Section 4: Financial Oversight
The Treasurer shall give a full and correct report on the financial status of the Region at any meeting of the Board of Directors. In each odd-numbered year, the President shall cause an audit of the Region’s financial records to take place, at the Region’s expense and at the close of the fiscal year. The Audit Committee shall consist of the Treasurer, at least one member-at-large, and at least one certified public accountant or other qualified person who need not be a member. The results of this annual audit shall be reported by the Treasurer to the Board of Directors, and the report itself shall be made available to the general membership.
Article XI: Dissolution
Upon dissolution of the Region, assets remaining after payment of outstanding debts will be divided equally among the members of record at that time. Article XII: Amendment of Bylaws
Section 1: Amendment of Bylaws
These Bylaws may be amended by a majority of the votes cast in a referendum of the membership.
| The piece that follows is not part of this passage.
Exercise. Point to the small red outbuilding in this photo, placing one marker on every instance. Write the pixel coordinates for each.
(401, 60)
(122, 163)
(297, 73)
Section 2: Proposed Amendments
The Executive Council, Board of Directors, or voting-eligible members constituting at least 3% of the then membership may propose amendments to these Bylaws. Amendments proposed by such members shall be submitted to the Secretary in writing and shall be signed by each member.
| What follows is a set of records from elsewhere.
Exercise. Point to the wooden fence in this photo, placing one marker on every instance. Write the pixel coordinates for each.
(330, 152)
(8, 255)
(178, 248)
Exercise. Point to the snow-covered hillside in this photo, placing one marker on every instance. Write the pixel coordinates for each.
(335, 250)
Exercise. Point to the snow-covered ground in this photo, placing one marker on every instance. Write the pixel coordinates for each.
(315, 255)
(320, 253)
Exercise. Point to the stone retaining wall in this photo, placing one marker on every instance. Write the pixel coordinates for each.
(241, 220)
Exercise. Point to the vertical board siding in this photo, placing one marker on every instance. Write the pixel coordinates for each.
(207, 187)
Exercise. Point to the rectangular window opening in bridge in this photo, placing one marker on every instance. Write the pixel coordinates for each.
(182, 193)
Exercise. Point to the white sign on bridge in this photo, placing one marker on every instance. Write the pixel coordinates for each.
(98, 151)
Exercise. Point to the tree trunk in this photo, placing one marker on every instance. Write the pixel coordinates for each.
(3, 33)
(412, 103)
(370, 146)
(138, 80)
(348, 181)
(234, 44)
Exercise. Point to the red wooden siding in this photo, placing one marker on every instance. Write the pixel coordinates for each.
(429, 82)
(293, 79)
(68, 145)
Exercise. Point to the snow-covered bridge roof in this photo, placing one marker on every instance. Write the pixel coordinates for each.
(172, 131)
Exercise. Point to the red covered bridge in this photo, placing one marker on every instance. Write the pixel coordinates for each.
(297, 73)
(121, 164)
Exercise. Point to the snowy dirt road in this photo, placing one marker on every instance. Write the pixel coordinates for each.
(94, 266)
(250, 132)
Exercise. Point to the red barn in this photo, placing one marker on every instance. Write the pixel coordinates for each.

Section 3: Notice of Proposed Amendments and Referendum
The Secretary shall cause to be published in the Region’s official publications any proposed amendment submitted to the Secretary within sixty days thereafter, together with an explanation of the proposed amendments and the need therefore by its sponsors. Within a further period of sixty days, any member may submit statements of reasons against the adoption of any amendment to the Secretary. In the next regular publication, the proposed amendments and the explanations and needs shall again be published, together with a summary of any reasons against adoption which may have been submitted. Within fifteen days following the publication of said notice, the Secretary shall cause to be sent by mail (or, if electronic means shall have been approved in accordance with these Bylaws, then by mail, by electronic means or any combination thereof), to all active members a ballot and a copy or facsimile of the initial publication of the proposed amendments and their explanations. The ballot shall specify a final return date of not less than 30 days nor more than 45 days from the date of the initial mailing. In addition, the Executive Council may investigate procedures for electronic voting on such referenda, giving due consideration to methods of voting which are reasonably secure, nonduplicative, and convenient, and which provide the essence of the ability to have the votes sent to and recorded by the Secretary. If the Executive Council is satisfied that it has arrived at procedures that are efficacious and suitable for balloting, it may adopt with the consent of the Board, electronic voting procedures that may supplement mailed balloting procedures, and that may supersede mailed voting procedures for members not objecting to voting by email or other electronic means.
Section 4: Ballots
Mailed votes for or against a proposed amendment to these Bylaws shall be cast on a standardsize postcard and must be signed by the members, with name printed. Each mailed ballot shall provide a space for the vote(s) of related eligible members. All mailed ballots shall be mailed to the Secretary and must be received no later than the date set forth in the notice of referendum. Ballots cast electronically must be in accordance with procedures adopted by the Executive Council under this Article.
Section 5: Tellers
The Secretary and any two members designated by the President shall serve as tellers and shall tabulate the votes cast in the referendum within fifteen days of the return date.
Section 6: Notice of Vote or Referendum Results The Secretary shall cause to be published the result of any vote or referendum on a proposed amendment in the Region’s official publications.